Local physician excited over Supreme Court ruling; some taxpayers disagree
INDIANAPOLIS (WISH) – The Supreme Court’s ruling on the Affordable Care Act (ACA) left some health care professionals excited and some taxpayers annoyed.
At the Raphael Health Center on the near north side, its mission is to help low income families not only get treatment but sign up for insurance. The Affordable Care Act is big part of that. But they worry the word “affordable” would have basically disappeared if not for today’s ruling.
Last year, Dr. Louis Winternheimer said about a quarter of the patients at the Raphael Health Center were uninsured.
“Many of them haven’t had health coverage for a long time or they’ve been maybe having to use public hospitals and maybe the emergency room more than they really wanted to,” he said. But he added that the ACA changed that.
“Over the last six months, we’ve seen the number of uninsured in our practice drop by about half,” he said. “So we don’t want to see that go the other way.”
That could have happened if not for today’s Supreme Court ruling. The ruling means the nearly 200,000 Hoosiers who signed up with ACA will keep getting the federal subsidies that help them pay for health insurance, an average of nearly $300 per month.
It’s money Jim Grutza feels belongs to him.
“My rates have gone up about 35 percent and my deductibles have gone up probably about 150 percent,” Grutza said. “I know a lot of people (where) the same thing has happened to them.”
But without the subsidies, Dr.

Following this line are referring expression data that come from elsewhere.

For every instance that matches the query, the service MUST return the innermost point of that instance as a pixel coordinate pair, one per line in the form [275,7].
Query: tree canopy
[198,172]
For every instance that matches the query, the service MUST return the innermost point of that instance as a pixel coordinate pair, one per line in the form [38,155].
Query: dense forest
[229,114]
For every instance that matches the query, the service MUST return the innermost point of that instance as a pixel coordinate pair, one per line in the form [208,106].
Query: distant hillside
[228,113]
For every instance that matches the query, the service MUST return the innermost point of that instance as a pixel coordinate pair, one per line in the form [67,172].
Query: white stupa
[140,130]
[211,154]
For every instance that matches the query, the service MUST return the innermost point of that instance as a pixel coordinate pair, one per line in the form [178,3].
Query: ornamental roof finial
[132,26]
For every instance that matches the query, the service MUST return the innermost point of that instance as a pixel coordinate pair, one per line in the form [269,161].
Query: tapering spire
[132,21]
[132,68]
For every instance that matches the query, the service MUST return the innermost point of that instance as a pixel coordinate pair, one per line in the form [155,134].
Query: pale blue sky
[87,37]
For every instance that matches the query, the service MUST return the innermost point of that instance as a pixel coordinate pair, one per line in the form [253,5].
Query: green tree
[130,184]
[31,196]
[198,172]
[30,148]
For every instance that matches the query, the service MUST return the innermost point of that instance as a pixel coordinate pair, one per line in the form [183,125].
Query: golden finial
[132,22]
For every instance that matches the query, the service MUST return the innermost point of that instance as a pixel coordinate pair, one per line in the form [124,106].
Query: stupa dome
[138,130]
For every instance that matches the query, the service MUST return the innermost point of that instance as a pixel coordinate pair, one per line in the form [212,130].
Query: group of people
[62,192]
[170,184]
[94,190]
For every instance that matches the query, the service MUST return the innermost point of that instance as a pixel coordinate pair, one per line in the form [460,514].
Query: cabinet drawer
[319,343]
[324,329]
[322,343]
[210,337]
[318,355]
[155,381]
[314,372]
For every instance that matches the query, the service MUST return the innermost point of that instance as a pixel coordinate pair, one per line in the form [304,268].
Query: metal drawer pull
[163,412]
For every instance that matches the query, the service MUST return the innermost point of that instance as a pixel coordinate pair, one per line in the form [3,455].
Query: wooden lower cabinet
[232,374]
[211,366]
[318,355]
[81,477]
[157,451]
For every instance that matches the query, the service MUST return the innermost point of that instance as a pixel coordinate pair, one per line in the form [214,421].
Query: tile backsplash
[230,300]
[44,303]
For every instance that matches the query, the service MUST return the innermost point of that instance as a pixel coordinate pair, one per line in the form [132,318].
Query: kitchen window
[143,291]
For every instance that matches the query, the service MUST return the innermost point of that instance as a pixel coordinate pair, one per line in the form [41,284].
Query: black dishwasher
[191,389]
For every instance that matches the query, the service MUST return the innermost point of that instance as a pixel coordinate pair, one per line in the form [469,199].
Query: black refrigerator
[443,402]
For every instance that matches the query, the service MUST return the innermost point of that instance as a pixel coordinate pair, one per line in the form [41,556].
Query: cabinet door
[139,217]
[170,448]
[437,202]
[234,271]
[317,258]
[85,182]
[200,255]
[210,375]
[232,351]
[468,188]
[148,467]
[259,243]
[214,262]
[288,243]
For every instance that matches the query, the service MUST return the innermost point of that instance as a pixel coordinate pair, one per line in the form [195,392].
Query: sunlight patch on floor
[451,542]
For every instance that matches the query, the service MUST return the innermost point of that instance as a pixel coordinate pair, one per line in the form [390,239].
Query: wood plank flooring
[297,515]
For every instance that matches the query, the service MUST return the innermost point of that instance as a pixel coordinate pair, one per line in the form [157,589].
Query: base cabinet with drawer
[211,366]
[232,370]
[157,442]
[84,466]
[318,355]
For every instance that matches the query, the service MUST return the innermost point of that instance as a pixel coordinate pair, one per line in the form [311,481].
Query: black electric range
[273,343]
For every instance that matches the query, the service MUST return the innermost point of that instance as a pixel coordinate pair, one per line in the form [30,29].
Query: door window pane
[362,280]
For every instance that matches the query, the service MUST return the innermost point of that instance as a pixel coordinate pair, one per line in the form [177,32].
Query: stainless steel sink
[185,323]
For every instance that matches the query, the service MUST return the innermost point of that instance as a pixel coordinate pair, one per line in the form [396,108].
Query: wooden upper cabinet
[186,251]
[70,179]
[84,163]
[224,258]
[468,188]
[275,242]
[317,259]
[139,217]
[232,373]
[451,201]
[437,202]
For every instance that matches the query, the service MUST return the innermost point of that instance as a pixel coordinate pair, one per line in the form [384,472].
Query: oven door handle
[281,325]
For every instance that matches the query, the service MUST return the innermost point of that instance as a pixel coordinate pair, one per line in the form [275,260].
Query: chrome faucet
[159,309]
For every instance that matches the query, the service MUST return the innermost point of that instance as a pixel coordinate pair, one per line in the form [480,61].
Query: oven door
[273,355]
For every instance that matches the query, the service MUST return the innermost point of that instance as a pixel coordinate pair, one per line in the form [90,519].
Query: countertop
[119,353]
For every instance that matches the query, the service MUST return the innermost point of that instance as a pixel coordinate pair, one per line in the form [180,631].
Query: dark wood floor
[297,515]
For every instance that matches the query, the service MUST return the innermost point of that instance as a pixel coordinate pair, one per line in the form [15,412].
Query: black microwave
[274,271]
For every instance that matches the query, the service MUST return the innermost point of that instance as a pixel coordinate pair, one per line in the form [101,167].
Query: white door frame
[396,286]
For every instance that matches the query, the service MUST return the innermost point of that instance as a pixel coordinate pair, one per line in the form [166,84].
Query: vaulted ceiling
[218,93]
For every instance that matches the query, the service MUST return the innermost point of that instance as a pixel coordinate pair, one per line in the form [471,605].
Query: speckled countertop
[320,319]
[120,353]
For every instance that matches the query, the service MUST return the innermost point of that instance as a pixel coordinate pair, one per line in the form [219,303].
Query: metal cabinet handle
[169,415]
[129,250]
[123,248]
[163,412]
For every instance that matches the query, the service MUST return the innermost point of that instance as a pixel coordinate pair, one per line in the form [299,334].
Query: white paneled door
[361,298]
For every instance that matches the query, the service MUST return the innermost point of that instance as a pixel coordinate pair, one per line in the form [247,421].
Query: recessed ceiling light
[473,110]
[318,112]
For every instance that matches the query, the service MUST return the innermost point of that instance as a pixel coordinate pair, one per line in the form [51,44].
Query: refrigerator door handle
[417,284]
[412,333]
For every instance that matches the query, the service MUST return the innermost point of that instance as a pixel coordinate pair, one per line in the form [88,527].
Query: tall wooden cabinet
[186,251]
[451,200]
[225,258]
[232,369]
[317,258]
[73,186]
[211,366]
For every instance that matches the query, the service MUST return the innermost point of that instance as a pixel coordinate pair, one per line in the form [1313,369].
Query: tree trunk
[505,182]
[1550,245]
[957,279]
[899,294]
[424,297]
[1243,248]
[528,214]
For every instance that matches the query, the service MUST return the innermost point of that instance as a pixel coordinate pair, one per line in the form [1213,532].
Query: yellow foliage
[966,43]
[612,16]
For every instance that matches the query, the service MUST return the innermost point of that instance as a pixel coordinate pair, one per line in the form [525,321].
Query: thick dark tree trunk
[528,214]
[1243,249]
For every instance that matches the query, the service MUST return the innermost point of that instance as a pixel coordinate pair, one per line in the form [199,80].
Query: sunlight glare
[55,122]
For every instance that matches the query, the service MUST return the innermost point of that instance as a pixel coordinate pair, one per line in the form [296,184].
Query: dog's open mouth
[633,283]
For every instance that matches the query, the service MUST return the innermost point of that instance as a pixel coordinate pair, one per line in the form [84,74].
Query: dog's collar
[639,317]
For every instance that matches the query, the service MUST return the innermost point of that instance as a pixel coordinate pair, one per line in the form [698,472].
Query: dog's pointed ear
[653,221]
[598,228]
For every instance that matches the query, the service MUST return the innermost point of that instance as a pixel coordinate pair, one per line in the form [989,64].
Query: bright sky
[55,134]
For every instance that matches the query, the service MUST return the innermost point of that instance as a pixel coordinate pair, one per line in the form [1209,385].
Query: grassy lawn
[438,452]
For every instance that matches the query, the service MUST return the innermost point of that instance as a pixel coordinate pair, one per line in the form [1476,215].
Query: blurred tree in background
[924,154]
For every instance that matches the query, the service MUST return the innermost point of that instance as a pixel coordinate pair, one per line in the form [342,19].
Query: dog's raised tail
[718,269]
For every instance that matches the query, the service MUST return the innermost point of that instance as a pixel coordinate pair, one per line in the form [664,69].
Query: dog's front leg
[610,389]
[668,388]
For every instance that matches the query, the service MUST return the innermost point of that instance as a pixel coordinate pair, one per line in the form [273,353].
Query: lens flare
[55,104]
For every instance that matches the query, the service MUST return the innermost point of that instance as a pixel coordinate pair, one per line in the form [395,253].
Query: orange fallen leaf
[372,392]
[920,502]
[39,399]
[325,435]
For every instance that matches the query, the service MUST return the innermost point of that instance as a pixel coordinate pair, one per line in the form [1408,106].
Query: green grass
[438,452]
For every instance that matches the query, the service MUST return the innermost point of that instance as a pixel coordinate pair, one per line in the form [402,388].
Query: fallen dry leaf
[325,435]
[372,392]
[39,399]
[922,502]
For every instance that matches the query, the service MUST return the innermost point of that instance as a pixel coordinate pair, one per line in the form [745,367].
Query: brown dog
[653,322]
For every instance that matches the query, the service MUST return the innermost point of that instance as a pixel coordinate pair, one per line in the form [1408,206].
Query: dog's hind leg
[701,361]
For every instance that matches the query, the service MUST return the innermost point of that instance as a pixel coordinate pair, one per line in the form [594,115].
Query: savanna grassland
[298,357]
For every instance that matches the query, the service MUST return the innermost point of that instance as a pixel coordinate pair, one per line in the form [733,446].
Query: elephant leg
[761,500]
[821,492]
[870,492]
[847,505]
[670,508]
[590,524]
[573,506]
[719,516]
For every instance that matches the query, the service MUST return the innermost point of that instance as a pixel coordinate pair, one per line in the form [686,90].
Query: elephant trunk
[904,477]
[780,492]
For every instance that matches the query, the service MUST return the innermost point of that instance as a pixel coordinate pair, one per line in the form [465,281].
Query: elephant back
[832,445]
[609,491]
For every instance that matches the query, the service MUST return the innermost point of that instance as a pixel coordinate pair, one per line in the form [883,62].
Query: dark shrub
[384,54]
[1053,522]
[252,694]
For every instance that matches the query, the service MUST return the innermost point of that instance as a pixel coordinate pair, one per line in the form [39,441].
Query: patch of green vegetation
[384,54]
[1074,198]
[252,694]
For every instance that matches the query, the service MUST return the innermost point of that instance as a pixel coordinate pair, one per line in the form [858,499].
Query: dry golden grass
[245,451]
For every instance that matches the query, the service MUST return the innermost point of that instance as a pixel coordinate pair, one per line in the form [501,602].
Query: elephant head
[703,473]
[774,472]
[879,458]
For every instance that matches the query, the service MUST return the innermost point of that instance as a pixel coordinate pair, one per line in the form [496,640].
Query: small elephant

Winternheimer worries less patients would be in his waiting room.
“I think they have to make difficult decisions sometimes about where they’re spending their money and whether or not they can afford to go,” he said.
And avoiding treatment is what he ordered.
“Forgetting all the politics of it you know, the fact that more people have access to care is all positive from our standpoint,” said Dr. Winternheimer.
Taxpayers weren’t the only people upset with today’s ruling. Several Indiana lawmakers quickly gave their two cents.
“Obamacare is deeply flawed,” Governor Mike Pence said.
He said it caused premiums for people in Indiana to jump more than 50 percent and wants it to be repealed.
“We should replace it with the kind of health care reform that empowers individuals rather than mandating that people purchase health insurance or face penalties and taxes,” said Pence.
Gov. Pence fought Obamacare in Congress and he refused to set up an Indiana insurance exchange as governor. That means that this is one of 34 states where the subsidies would end if the ruling had gone the other way.